Australian Senate rejects gay unions

PinkNews logo on pink background with rainbow corners.

Australian Capital Territory (ACT)leader John Stanhope has accused coalition senators of “shamefully and explicitly” endorsing second-class citizenship after failing to protect the Civil Unions Bill in the Senate, the remaining hope for the legislation to be passed.

The ACT’s local assembly approved the bill last month giving same sex couple’s the right to a civil union after watering down the law to ensure it did not represent marriage, but the Federal Government quashed the law last week.

Mr Stanhope praised ACT Liberal Senator Gary Humphries for bringing the issue to the floor “Mr Humphries stands alone as the only Coalition Senator prepared to stand up for the ACT’s rights.

“But when his colleagues, elected representatives from around the country, had a historic opportunity to defend and uphold the very principles of democracy that brought them into the Senate Chamber in the first place, they squibbed.

“They abandoned 320,000 of their fellow Australians and they rubber-stamped the Prime Minister’s own disgraceful disenfranchisement of the people of the ACT, rendering the rights of Canberrans second-class rights, the democratic entitlements of Canberrans second-class entitlements.”

Mr Stanhope said he was deeply disappointed that the Senate had failed so wholly to comprehend the gravity of what it was doing and he questioned whether Coalition Senators would have been so cavalier with the principles of democracy if the issue at stake had not involved a minority group.

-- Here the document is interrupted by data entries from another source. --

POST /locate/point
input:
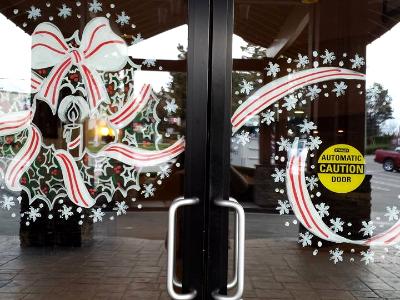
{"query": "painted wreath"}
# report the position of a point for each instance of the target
(80, 78)
(302, 84)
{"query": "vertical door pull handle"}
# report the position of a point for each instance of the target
(239, 248)
(171, 281)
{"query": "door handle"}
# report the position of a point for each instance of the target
(239, 249)
(171, 281)
(233, 283)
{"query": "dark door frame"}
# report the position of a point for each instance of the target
(207, 155)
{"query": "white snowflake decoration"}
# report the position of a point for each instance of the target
(368, 228)
(290, 102)
(307, 126)
(305, 239)
(323, 209)
(164, 172)
(148, 190)
(64, 11)
(97, 215)
(340, 88)
(273, 69)
(7, 202)
(95, 6)
(34, 13)
(328, 57)
(171, 106)
(283, 207)
(373, 92)
(137, 39)
(314, 142)
(284, 144)
(367, 256)
(337, 225)
(65, 212)
(33, 213)
(357, 62)
(313, 92)
(246, 87)
(336, 255)
(149, 62)
(243, 138)
(302, 61)
(121, 208)
(311, 182)
(268, 117)
(392, 213)
(279, 175)
(123, 19)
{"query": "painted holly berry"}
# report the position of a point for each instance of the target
(9, 139)
(118, 169)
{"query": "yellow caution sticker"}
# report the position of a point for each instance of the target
(341, 168)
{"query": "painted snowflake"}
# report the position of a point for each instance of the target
(95, 6)
(64, 11)
(283, 207)
(34, 13)
(273, 69)
(123, 19)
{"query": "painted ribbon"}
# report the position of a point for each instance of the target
(74, 184)
(306, 213)
(141, 157)
(100, 50)
(130, 110)
(277, 89)
(14, 122)
(23, 160)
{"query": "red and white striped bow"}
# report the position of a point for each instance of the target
(100, 50)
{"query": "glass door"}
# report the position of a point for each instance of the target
(102, 125)
(314, 149)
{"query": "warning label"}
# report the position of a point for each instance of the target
(341, 168)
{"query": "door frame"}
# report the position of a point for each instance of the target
(207, 155)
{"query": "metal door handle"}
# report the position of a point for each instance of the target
(233, 283)
(232, 203)
(177, 203)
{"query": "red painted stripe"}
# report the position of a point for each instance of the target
(277, 96)
(60, 74)
(66, 62)
(142, 99)
(120, 151)
(123, 111)
(393, 238)
(47, 46)
(295, 194)
(17, 120)
(279, 86)
(76, 56)
(79, 55)
(73, 144)
(145, 156)
(89, 81)
(94, 82)
(54, 36)
(102, 45)
(18, 125)
(305, 205)
(69, 164)
(92, 37)
(69, 179)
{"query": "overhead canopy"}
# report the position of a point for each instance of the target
(276, 24)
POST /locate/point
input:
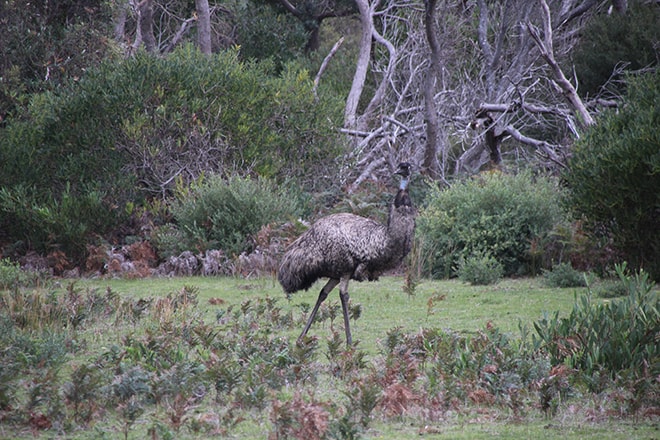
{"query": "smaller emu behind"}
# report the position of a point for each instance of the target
(344, 247)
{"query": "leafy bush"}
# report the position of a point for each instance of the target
(493, 213)
(479, 269)
(614, 175)
(12, 276)
(563, 275)
(224, 214)
(617, 338)
(66, 223)
(124, 132)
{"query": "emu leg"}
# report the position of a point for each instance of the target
(343, 295)
(332, 282)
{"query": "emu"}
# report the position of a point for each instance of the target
(344, 247)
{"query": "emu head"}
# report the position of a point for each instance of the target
(404, 170)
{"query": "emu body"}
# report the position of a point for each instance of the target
(344, 247)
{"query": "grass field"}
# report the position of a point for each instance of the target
(451, 305)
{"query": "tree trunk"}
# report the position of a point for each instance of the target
(431, 166)
(545, 45)
(146, 23)
(203, 26)
(350, 118)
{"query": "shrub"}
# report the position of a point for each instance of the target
(612, 40)
(563, 275)
(494, 213)
(479, 269)
(12, 276)
(224, 214)
(614, 176)
(617, 338)
(66, 223)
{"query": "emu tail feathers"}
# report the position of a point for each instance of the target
(298, 270)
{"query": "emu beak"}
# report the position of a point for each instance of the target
(403, 170)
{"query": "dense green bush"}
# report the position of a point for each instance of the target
(479, 269)
(66, 224)
(617, 40)
(127, 131)
(223, 214)
(493, 213)
(614, 175)
(564, 275)
(616, 338)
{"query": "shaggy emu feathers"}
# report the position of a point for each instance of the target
(345, 247)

He said: “If the Federal Government had taken aim at a majority interest, instead of the interest of Australia’s gay and lesbian communities, would Coalition Senators have been so complacent about their vote?

“And what will they do next time, when the issue is one of greater personal relevance to them and their perceived constituencies? By then, of course, it will be too late. The precedent will have been established. The ACT’s capacity to make laws in its own interest and according to its own conscience will have been forever eroded.”

Prime Minister John Howard said earlier this week, “We are not prepared to accept something which is a plain attempt to equate civil unions with marriage.”